In two of the pieces, “Flip Book, Vol. II (pages 60-95)” and “Childhood, Boyhood, Sonic Youth,” an image of a running man is set over collages of vintage pop culture ephemera, including magazine pages and newspaper clippings. Both of these pieces impart a strong sense of motion and urgency, as the running figure seems to dash through a thick atmosphere of Americana. The urgency in these pieces demands the viewer to ask: where is the figure running to, or what is he running from?
Those questions are not answered, exactly, but they are informed by the piece on the opposite wall, “Rock Star Plan,” which details one child’s inevitable rise to rock stardom, featuring vintage rock images collaged over what appears to be ’70’s-era wallpaper. The piece feels like the bedroom wall of an ambitious American child, and includes a timeline with very specific waypoints on the way to legendary rock star status, including indie-rock fame eventually giving way to major label sell out, then a brief stint at a rehab facility, and eventually the creation of a stripped-down solo album that’s met with effusive critical praise.

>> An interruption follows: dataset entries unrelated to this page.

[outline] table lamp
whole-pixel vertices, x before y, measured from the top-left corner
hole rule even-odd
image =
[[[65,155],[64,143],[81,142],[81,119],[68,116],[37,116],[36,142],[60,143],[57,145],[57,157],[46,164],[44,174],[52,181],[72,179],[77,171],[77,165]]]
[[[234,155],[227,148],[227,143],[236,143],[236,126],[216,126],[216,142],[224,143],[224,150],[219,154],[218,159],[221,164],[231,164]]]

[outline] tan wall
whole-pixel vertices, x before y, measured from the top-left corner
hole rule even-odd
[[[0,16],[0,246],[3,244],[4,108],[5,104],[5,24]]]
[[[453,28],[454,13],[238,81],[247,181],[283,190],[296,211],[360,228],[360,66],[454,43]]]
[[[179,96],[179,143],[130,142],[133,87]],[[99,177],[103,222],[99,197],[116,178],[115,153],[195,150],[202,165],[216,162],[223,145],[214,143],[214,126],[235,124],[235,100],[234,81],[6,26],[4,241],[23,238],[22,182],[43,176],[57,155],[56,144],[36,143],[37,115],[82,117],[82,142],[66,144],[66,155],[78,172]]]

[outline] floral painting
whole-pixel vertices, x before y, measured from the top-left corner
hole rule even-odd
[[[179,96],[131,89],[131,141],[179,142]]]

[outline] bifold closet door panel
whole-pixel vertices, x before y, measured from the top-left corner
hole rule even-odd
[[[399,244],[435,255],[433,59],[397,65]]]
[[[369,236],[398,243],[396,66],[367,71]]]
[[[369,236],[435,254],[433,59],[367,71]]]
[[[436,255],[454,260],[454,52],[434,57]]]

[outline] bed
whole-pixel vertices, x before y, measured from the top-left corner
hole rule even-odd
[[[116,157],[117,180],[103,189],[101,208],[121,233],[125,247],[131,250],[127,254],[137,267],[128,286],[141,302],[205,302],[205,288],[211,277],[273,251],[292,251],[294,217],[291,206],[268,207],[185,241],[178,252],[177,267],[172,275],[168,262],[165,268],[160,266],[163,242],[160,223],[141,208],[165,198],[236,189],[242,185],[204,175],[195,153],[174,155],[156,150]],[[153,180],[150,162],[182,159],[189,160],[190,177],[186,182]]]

The final piece in the show, “C.O. Accessory Kit” — a life-sized GI Joe Conscientious Objector uniform — really must be seen. It turns the nostalgia that permeates the rest of the show on its head, transforming the iconic soldier toy into its bizarre pacifist opposite.
If you’re interested in hearing more about the show, you’re in luck, as Zacharias is speaking at the gallery this Saturday, June 23, from 5:30 – 6:30 p.m.